The next strange plot development I can't understand in the show is after they have skipped forward two years and it shows the relationships Saki and her friends have developed. At the beginning of the show, we are given the hint that Saki is secretly in love with her male friend Shin, but come this stage in the story, it is revealed her other male friend, Setarou is actually gay, and in a relationship with Shin. I was completely surprised by this unexpected development which seems to serve no other purpose than being a complete shock tactics twist with the purpose of causing controversy, which becomes even worse when it is also revealed that Saki herself has formed a lesbian relationship with her friend, Maria.

These relationships appear to last only a matter of a couple of episodes before they are nearly forgotten about and Maria starts encouraging Saki to pursue a relationship with a newly introduced character even though they are supposed to be together. Scenes involving them walking through the school show practically every single student involved in some form of relationship with another student, over half of them being same-sex, which can only lead me to suspect there is some strange genetic bonding and manipulation of feelings going on behind the scenes. On several occasions it is referred to as animalistic relationships and compared to monkeys. I can only suspect this is some sort of political statement made by the writer to support such relationships and was completely unnecessary for the story - hence how easily they where thrown away. Either way, I found these developments hard to deal with because they destroy any potential romance story that could have developed as the episodes progressed. Honestly, before I found out that Setarou was gay, I was suspecting him and Saki might at one point end up falling in love, based on the way the first part of the story was going. No way that is going to happen now.

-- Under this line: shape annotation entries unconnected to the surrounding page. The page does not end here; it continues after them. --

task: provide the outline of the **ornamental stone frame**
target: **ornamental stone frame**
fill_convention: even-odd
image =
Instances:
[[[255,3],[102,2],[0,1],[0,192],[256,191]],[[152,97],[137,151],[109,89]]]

There are many other strange twists that seem to have no apparent reason, from killing off characters unexpectedly and then forgetting about them shortly after, to having characters running for their lives out of no fault of their own when they'd spent years prior in what appeared to be complete safety.

The whole team together

To add salt to the wound, I am at a complete loss at the writers need to make the queerat races so childishly annoying in the way they act and talk. Their incomprehensible nattering continues to grate on my nerves.

Unfortunately for the writers, it is safe to say this anime is one that deserves to be passed by and forgotten about. The only reason that kept me watching as far as I did, was the intrigue of the mystery that, even though I know the answer to, continues to interest me enough to wonder what they are going to do about it. But seriously, this anime barely makes any sense at all and I'm afraid I have to rate it as one of the weakest anime I've watched this season.